Objectives/Background:

Cognitive impairments are common in PD, affecting functions like memory, attention, and executive function. These problems are often linked to changes in the prefrontal cortex of the brain, which helps with decision-making and problem-solving. Two key features of PD are the accumulation of the protein a-synuclein and the progressive loss of dopamine-producing neurons. We still don’t fully understand how these disease-related changes cause memory and thinking problems. Gaining a better understanding of this relationship could provide critical insights into the mechanisms of the disease and potentially lead to more effective therapeutic strategies. 

Methods/Design:

This study uses mouse models of PD to investigate how the loss of dopamine-making brain cells and the buildup of a harmful Parkinson’s related protein (a-synuclein) contribute to memory and thinking problems in PD. One group of mice will get a chemical (MPTP) that slowly kills dopamine-producing brain cells, while the other will receive a-synuclein pre-formed fibrils to model a-synuclein clumping in the prefrontal cortex (PFC, a particular region of the brain involved in cognitive function and memory). Cognitive performance will be assessed using a behavioral task measuring memory and thinking. During task performance, neural activity will be recorded from the PFC using miniaturized two-photon microscopy, allowing for real-time monitoring of neuronal activity across hundreds of cells. This approach will help us understand how the loss of dopamine-producing cells and irregular protein clusters of a-synuclein disrupt brain circuits and contribute to memory and thinking problems in Parkinson’s disease. 

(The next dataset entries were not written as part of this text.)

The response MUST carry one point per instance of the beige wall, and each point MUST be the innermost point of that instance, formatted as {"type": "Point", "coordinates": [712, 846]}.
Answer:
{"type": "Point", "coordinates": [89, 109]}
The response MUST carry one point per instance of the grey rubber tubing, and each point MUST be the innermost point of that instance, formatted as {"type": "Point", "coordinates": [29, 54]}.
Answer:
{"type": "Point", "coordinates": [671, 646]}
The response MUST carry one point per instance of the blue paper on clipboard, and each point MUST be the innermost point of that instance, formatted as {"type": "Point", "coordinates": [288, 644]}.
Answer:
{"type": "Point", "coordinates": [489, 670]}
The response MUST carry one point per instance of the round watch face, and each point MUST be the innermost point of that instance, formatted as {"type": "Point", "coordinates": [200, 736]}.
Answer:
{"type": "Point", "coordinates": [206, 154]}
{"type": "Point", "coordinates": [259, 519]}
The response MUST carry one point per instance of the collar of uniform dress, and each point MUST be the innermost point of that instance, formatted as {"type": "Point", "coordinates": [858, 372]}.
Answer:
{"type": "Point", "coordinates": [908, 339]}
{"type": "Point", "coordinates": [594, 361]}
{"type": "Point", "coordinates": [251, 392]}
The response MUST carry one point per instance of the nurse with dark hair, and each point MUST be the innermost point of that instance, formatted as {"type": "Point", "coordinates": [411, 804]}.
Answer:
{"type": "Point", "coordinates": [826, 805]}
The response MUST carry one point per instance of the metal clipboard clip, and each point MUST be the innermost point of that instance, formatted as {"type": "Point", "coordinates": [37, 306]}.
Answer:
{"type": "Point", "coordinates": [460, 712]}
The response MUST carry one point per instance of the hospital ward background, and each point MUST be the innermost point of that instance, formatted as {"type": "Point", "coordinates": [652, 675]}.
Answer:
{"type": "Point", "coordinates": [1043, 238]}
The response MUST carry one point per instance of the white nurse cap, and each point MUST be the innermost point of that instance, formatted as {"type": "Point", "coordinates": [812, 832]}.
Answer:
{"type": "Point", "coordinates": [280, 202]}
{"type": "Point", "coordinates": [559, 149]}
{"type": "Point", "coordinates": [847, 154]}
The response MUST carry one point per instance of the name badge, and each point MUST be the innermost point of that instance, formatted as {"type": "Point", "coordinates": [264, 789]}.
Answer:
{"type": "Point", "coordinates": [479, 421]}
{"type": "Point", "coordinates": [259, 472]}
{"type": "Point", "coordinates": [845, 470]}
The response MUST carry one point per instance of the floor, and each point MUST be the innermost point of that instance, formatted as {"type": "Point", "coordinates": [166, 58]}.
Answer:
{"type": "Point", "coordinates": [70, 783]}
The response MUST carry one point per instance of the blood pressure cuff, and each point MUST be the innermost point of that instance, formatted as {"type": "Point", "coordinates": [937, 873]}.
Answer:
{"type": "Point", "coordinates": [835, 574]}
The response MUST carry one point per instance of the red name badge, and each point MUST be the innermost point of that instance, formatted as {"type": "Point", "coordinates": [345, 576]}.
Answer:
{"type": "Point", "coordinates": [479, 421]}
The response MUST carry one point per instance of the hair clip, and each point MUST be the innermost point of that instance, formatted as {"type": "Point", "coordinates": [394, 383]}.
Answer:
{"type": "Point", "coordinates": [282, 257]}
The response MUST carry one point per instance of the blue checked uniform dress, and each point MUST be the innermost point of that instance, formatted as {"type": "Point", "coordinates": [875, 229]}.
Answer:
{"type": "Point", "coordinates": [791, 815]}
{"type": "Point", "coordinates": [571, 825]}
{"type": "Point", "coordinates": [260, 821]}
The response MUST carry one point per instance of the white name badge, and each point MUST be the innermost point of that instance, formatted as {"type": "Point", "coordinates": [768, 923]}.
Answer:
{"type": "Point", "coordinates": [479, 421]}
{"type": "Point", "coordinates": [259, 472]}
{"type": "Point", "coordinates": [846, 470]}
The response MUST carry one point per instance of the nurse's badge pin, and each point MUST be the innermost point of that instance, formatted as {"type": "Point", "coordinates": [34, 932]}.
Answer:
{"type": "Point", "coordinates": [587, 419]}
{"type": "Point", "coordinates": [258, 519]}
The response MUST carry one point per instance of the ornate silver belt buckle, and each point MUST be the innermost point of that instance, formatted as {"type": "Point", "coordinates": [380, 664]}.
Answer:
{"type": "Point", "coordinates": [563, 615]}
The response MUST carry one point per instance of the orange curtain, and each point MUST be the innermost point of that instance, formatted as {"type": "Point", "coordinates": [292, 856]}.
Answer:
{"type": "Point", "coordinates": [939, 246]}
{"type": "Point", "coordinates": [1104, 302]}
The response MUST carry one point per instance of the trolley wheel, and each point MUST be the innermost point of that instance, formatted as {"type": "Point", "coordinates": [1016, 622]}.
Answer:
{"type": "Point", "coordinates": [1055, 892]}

Relevance to Diagnosis/Treatment of Parkinson’s Disease:

There are several gaps in our knowledge regarding how different aspects of the disease contribute to memory and thinking problems through distinct circuit mechanisms. The results from this study will explain the mechanisms by which the loss of dopamine-producing cells and a-synuclein pathology affect certain circuits in the brain that drive memory and thinking problems. This will translate into new insights into the cognitive challenges that patients face and may help design novel approaches or repurpose existing tools for brain stimulation to help relieve memory and thinking problems in patients.